Drup opened this issue · comments

When using Notty_unix.Term, The state of the terminal is not properly restored on Ctrl-C (while it is well restored when just exiting the program).

This code "solves" it, but I think it should be done directly by notty.

  Sys.(set_signal sigint @@ Signal_handle (fun _ -> Term.release t)) ;
commented

Yeah, the program has to cleanly release the terminal in order to restore the terminal state. If you create the terminal with ~dispose:true (the default), it happens on exit, if the OCaml runtime has had a chance to exit cleanly.

Depending on the tty state, Ctrl-C will just smash the program with a signal (and so will Ctrl-), and no orderly cleanup is possible.

This is controlled by the isig property of the tty. You can toggle it with:

let tc = Unix.(tcgetattr stdin) in
Unix.(tcsetattr stdin TCSANOW { tc with c_isig = false })

... but then you have to handle your own Ctrl-C as well, or you can leave the signal delivery in place, but then you need to install the handler. And if you install the handler, then you are mucking with a global property of the runtime, so if someone else has a reason to trap the same signal, your are all over one another.

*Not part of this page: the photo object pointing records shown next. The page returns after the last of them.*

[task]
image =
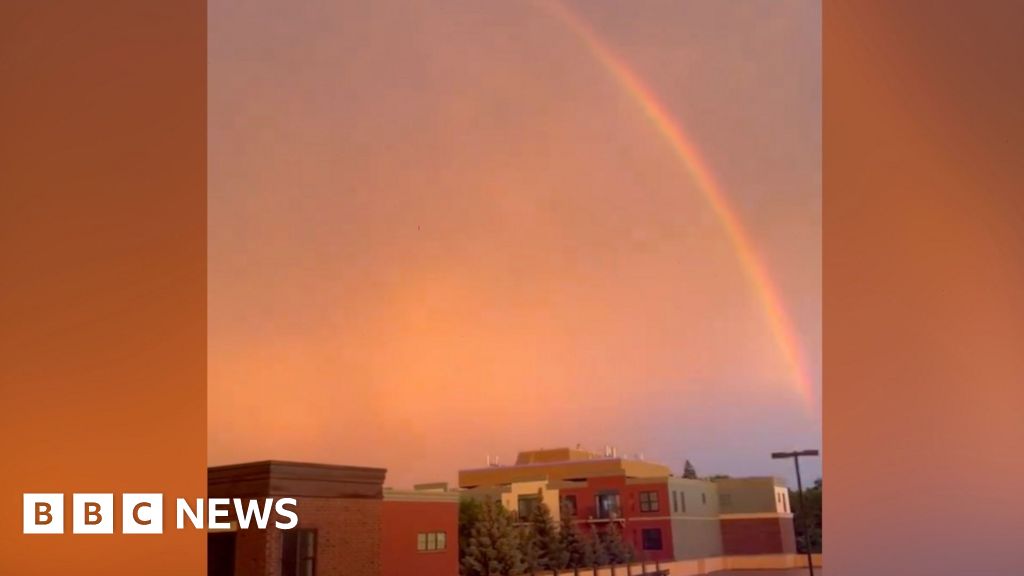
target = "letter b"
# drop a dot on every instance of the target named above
(42, 513)
(93, 513)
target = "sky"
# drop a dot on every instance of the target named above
(442, 231)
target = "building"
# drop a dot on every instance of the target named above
(662, 516)
(348, 524)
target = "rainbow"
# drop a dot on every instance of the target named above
(683, 148)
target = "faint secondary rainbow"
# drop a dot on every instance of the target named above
(685, 151)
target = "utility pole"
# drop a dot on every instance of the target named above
(800, 495)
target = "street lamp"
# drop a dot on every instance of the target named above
(800, 495)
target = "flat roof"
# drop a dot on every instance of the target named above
(282, 478)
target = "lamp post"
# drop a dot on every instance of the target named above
(800, 495)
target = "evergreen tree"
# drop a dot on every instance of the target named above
(689, 470)
(619, 550)
(545, 541)
(494, 546)
(470, 510)
(579, 547)
(599, 544)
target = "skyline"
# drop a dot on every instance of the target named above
(425, 228)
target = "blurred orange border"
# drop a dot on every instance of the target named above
(102, 252)
(924, 287)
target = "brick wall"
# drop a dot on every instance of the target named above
(347, 539)
(402, 522)
(757, 536)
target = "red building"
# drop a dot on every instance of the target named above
(660, 516)
(347, 524)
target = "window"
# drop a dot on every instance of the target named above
(607, 504)
(651, 538)
(298, 552)
(568, 505)
(648, 501)
(431, 541)
(527, 504)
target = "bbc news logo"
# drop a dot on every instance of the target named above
(143, 513)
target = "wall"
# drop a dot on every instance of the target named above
(510, 498)
(700, 567)
(747, 495)
(348, 539)
(402, 522)
(629, 499)
(758, 535)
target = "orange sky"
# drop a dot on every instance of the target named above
(439, 231)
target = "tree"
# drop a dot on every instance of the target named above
(812, 502)
(619, 550)
(579, 547)
(544, 544)
(689, 471)
(470, 510)
(494, 546)
(601, 556)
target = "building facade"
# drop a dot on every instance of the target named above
(662, 517)
(347, 524)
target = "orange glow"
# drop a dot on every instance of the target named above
(687, 153)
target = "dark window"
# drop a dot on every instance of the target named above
(527, 504)
(431, 541)
(568, 505)
(220, 553)
(651, 538)
(298, 552)
(648, 501)
(607, 504)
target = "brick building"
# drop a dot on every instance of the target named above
(663, 517)
(348, 525)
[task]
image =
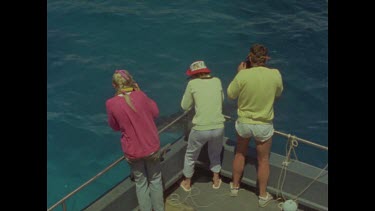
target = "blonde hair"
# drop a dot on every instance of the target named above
(123, 82)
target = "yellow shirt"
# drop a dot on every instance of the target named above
(256, 89)
(207, 97)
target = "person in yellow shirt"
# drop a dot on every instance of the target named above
(205, 93)
(256, 88)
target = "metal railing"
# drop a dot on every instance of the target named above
(63, 200)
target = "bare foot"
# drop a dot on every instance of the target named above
(185, 185)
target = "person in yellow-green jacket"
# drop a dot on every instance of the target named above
(256, 87)
(205, 93)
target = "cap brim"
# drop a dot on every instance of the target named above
(204, 70)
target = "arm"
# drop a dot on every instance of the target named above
(280, 87)
(111, 119)
(187, 99)
(154, 108)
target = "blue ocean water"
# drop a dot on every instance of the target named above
(88, 40)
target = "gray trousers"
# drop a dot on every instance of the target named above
(149, 187)
(197, 138)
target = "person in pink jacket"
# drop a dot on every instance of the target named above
(133, 113)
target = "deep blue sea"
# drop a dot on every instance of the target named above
(156, 42)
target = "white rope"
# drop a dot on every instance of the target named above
(176, 201)
(292, 143)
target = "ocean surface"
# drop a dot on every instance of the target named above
(156, 42)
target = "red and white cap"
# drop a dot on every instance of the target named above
(197, 67)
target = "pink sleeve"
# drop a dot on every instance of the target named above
(111, 119)
(154, 108)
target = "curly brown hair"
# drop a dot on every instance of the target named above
(258, 55)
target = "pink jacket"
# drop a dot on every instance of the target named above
(139, 135)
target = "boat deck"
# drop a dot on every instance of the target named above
(203, 197)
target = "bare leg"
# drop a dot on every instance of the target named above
(239, 159)
(263, 153)
(186, 183)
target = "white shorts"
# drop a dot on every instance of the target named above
(259, 131)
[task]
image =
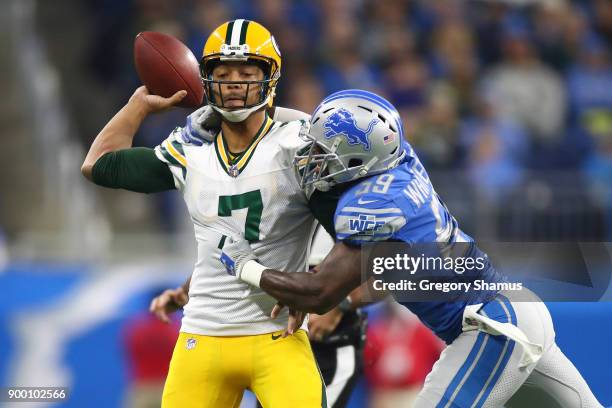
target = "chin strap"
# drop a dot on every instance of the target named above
(239, 115)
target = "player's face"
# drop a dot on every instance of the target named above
(242, 92)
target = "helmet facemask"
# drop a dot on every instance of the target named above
(319, 166)
(216, 96)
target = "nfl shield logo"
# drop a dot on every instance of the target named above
(191, 342)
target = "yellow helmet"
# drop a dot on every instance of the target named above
(241, 40)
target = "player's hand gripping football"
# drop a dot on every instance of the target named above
(155, 103)
(168, 302)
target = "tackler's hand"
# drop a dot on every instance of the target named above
(296, 318)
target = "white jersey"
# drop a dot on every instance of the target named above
(259, 198)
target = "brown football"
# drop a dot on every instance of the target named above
(165, 65)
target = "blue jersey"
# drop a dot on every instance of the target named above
(402, 205)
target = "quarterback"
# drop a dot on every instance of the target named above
(242, 182)
(500, 352)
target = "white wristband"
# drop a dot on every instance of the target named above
(251, 272)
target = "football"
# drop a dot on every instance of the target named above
(165, 65)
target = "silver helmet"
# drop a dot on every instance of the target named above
(351, 134)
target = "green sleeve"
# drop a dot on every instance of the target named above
(136, 169)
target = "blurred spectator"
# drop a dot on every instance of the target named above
(589, 83)
(432, 59)
(435, 136)
(399, 354)
(525, 90)
(602, 16)
(305, 93)
(495, 150)
(149, 344)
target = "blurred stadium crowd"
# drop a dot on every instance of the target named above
(507, 103)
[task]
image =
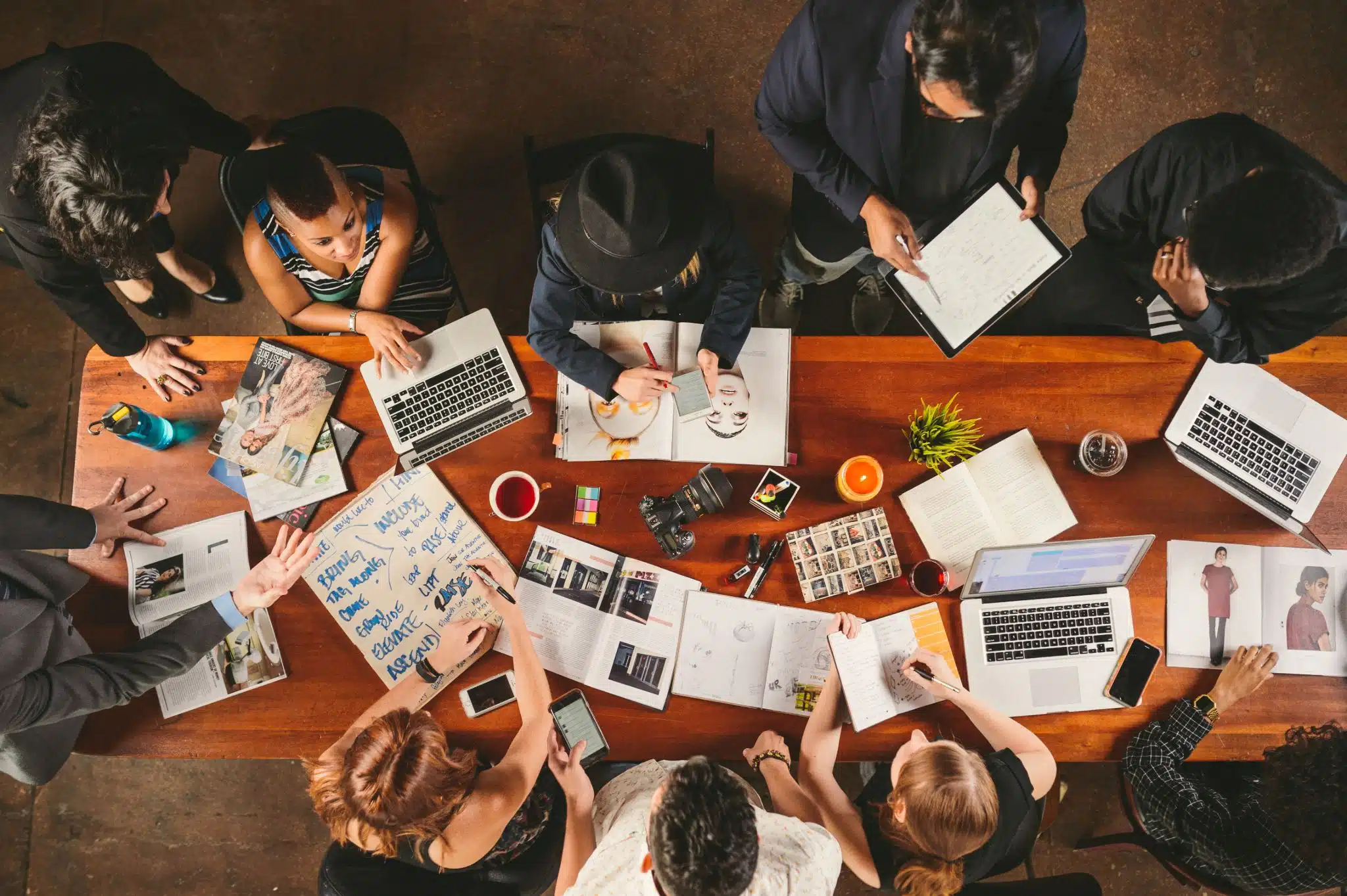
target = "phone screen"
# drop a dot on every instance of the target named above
(1135, 673)
(577, 723)
(493, 692)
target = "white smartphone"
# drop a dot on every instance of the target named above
(489, 695)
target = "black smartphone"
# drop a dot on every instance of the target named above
(1133, 673)
(574, 723)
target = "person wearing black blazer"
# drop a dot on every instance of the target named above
(49, 678)
(892, 112)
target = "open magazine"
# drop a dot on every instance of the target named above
(752, 654)
(1222, 596)
(602, 619)
(747, 423)
(199, 563)
(279, 410)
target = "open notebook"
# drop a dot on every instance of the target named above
(748, 419)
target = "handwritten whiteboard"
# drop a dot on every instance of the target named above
(392, 572)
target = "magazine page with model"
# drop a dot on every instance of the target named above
(601, 619)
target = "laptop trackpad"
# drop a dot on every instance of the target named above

So there are a few mechanisms to deal with this, all of them are standard Unix, and all of them impede composition with other software. For these reasons, notty very intentionally touches its environment as little as possible: it only turns off echo and icanon on the input (and restores them on exit), as this is essential for drawing.

How to handle the signal delivery is left entirely up to the application. I turn off isig (like in the examples), and you might want to install a handler. In either case, the way your signals are delivered is not a notty concern, except when this is a part of the basic tty interaction.

Maybe I should document this in the docs or something? I stopped short of adding more options to Term.create, because it is easy enough to just do it directly.

I think you should add the option to Term.create. Maybe it's "easy enough" when you know the underlying API, but if you don't, you have to look it up. Most users will want the good default: to catch things and to restore state.